Formula 1 boss Bernie Ecclestone has avoided a potential £1.2 billion tax bill as a result of a 'secret deal' with the HMRC, BBC's Panorama has revealed.
The F1 supremo, who is currently standing trial in Germany facing charges for alleged corruption, is said to have dodged the massive tax bill after he settled with Revenue & Customs for just £10 million.
Panorama obtained legal transcripts, which revealed that HMRC had been investigating the Ecclestone family's tax affairs for nearly nine years before settling on the £10 million fixed fee.
The investigation dates back to 1995 when Ecclestone secured the television rights to Formula 1. According to the BBC, he moved this prize asset offshore, giving the rights to his then wife, Slavica.
She transferred them to a family trust in Liechtenstein, before selling them for a huge profit, free of UK tax.

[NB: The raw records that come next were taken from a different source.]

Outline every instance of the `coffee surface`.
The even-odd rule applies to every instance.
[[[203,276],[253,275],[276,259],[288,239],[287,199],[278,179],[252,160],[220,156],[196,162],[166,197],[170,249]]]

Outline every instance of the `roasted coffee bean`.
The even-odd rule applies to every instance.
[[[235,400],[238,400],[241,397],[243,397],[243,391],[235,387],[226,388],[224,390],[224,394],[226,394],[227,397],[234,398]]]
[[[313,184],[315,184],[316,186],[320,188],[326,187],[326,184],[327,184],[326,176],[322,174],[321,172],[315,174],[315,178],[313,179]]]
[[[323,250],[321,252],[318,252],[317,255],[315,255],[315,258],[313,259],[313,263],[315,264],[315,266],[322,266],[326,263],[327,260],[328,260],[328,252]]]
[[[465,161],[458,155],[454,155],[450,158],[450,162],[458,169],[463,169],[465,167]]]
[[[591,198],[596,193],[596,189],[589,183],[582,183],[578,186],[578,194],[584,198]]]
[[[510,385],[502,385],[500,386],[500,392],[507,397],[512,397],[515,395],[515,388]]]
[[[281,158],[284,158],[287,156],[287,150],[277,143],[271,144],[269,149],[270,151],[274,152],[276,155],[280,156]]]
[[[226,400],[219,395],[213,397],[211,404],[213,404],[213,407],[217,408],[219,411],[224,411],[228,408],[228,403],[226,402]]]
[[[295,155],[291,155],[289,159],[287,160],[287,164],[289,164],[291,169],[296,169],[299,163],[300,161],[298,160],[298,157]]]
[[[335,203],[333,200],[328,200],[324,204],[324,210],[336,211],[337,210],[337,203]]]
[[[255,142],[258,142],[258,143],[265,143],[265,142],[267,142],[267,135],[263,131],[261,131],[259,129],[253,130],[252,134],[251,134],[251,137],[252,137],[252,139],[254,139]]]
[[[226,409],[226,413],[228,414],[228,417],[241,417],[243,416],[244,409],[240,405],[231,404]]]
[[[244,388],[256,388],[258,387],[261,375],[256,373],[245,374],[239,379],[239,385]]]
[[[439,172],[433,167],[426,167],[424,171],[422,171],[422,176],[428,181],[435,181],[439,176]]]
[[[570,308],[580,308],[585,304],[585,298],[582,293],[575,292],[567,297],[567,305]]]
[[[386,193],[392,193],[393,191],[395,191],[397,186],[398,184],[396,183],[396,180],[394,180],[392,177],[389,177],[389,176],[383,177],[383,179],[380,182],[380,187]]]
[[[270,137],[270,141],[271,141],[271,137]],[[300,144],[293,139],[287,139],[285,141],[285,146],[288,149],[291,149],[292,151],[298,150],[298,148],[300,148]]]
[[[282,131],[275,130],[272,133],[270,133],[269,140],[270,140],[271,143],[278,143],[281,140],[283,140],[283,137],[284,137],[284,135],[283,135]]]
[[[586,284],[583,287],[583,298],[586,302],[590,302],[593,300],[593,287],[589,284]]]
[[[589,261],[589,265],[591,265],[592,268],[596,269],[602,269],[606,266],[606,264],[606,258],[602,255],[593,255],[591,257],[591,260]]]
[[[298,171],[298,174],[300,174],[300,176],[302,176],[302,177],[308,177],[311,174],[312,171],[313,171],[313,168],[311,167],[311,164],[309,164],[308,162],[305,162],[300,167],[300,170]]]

The BBC suggested that this could potentially be the biggest individual tax dodge in British history, although legally watertight provided Mr Ecclestone did not set up, or control, the trust.
Barrister and tax expert Jolyon Maugham said: "I'm certainly not aware of anything else remotely approaching that sort of magnitude, in my fairly extensive experience."
He said: "In summer 2008, the Inland Revenue offered to conclude the matter if we paid £10 million. We decided to pay up."
According to Ms Flournoy's evidence, the Ecclestone family trusts earn around £10m in interest every six weeks.
Mr Ecclestone says he has always paid his fair share of tax and that he is, "proud to be British and proud to make my contribution by paying my taxes here," according to the BBC.